群山の渓谷
大道
今度は藤木君に登山家の見た大峰の話を一つ願ひます。
藤木
私は余り大峰自体をよく知らない。国立公園として今後登山家を迎へる施設が何か、坂田さんあたり御計画がありますか。
露木
今は管理だけしてしてゐましたね、事業の行は予算の関係で何もやつてないんです。それで協会とか大軌とか、さういふ処の開発を待つより仕方ないので、今後何年かで徹底するか見当がつかぬ。
藤木
先刻大峰大台は山林の山であり岩の山であると申されましたが、そういふ意味からいへば日本屈指の処だと思ひますし、特徴をもつた処ですが、私も一つそれに加へて渓谷美も日本一だと思ふ。また海岸の紀州方面のお話もあつたが、いはゆる秩父古成層を流れる渓谷といふものは一寸他ではこれだけの処は少ない。従つて水も綺麗だしいはゆるはことが廊下とかゞあつて、それの大きくなつたのが瀞(どろ)で、あらゆる水の形、姿の美しいこと、いろいろのものをもつてゐる。
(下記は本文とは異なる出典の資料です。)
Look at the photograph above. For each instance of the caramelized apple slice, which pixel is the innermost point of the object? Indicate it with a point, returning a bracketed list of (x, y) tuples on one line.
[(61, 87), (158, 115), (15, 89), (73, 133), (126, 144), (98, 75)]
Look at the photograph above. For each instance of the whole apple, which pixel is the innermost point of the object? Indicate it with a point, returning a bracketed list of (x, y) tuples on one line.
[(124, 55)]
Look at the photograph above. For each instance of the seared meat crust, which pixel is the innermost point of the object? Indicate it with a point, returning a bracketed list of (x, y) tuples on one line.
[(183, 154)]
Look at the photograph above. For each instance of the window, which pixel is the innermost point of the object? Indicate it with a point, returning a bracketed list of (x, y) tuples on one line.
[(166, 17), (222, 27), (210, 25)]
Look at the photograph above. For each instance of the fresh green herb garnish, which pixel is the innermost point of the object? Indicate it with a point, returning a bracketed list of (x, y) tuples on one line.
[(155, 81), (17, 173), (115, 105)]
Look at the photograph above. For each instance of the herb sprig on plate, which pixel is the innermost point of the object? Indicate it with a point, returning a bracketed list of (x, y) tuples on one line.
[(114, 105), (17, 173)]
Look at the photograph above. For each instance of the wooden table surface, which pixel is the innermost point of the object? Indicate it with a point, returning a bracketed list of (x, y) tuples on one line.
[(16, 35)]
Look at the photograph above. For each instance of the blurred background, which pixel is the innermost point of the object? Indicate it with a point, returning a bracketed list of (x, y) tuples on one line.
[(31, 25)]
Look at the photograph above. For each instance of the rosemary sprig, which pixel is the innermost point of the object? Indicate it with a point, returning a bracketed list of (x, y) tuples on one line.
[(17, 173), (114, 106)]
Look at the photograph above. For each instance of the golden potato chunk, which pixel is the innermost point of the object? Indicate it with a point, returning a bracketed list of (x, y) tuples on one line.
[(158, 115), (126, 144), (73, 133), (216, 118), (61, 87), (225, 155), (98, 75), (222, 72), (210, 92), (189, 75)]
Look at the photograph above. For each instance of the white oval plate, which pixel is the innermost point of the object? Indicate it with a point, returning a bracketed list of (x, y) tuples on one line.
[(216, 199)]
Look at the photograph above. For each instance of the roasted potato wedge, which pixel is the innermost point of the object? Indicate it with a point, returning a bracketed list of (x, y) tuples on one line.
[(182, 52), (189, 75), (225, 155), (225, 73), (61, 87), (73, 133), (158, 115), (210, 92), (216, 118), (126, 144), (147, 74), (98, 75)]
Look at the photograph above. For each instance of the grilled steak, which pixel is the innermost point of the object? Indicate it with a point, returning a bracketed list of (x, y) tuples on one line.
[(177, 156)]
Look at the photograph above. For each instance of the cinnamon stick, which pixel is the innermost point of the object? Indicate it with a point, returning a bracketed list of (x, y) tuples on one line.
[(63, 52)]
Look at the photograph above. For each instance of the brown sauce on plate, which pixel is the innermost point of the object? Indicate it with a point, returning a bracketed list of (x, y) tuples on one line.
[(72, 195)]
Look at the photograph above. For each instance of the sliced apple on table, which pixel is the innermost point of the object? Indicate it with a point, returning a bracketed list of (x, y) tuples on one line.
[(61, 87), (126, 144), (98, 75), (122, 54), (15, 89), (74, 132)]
特に渓谷美では北山川、吉野川の上流方面は立派なものをもつてゐる。最前お話の北山川下りなど他にもさういふものがないでもないが、非常に変化に富んでをつていゝ。
上平
大体この国立公園の吉野群山といはれてゐる処ですが、昭和十年辺りから、阪神の代表的登山団体は例年渓谷ルートの征服といひますか、さういふことをやつてゐるんですけれども、それに参加される方には概してお年寄が多いんですがね。さういふ方は矢張り山よりも渓谷と仰言やる。大体渓谷と申しましても本当のエキスパートの狭谷と、半分遊覧といふ峡谷とありますが、北山川は後者に属します。探検に属する方では先づ大峰山を中心として、弥山川、川迫川、前鬼川なんか有名です。処が大台を中心にしたものは、峡谷としましては大杉谷と東ノ川とがありますが、どちらかといふと大台を中心にした方が規模が大きい。東ノ川といふのは南に流れてゐるので非常に豪壮な内にも明るい。大杉谷は非常に珍しい形の瀧が多いのです。さういふ特徴をもつてゐる。殊に一般に大台ケ原として知られている大蛇(だいじやぐら)から西瀧中瀧、千石邊(せんごくぐらほと)りの谷を底から眺めた豪壮さといふものは他には一寸ない丁度蝋燭を立てた様な岩や、茶壺岩といふやうな岩が立つてゐる。大台の東側に面した岸壁の内に一つ千石といふのがあります。昭和十一年に私共そこを通りました時には、恐らく大阪ビルを二十位も合せたやうな大きさだろうといつてましたが去年大台教会から簡単に行けるやうにコースを作つたのですが、その上に私は道標を立てに行つた時、試みにどれ位の高さがあるか石を投げて見ました。岩の上から木につかまつて石の行方を見てゐますと、下に落ちた音は勿論聞こへませぬが、下の栂(とが)に当つてその木の葉の動くまでの時間を計つて見ますと、早いので九秒、遅いのは十一秒位かゝります。以て如何に大台が大きいかといふことが判りますが、先ほど大峰は岩の山、大台は樹木の山といふお話もありましたが、山の上はさうですが下から眺めると決してさうでない。大台の方が新しい岩登りの道場は幾らでもありますが去年は下市から洞川に行くまでに川合といふ処がありますが、川合から入つた八丁磧(はちてうかわら)にキャンプをしましたが、こんな気持ちのいゝキャンプは初めてゞした。仏法僧の声を聞きながら寝て、早朝そこを立つて弥山の小屋に泊まる予定で、食糧なんかそこから川合に返してしまつて、それから弥山川の谷を登ります。ザイルを上からずつと前日に下げて置いて、それを使つて登つて初めて成功したのでありますが、十八人のパーテイでしたが、五十尋位(ひろぐらい)の綱を使はなければならぬ処もあり、それを越えるに一人に五分も七分もかゝつたりして予定通り弥山に着けなかつた。弥山から川合の方に下る道に打つつからなければならぬのに、幾ら行つても判らない、日は暮れるし途中で泊まりましたが翌朝山の方に二三丁登つて見るとその道があつた。それを登ると支流との合流点があつた。支流に入つて行つたので本流の方は覆流(ふくりう)になつてゐて草などが茂つて谷があるといふことが判らなかつた。それでさういふ失敗をした訳ですが、弥山川なんかも新しい意味の非常に面白い処と思います。北山川の方はこれと比べると大変のんびりしてをります。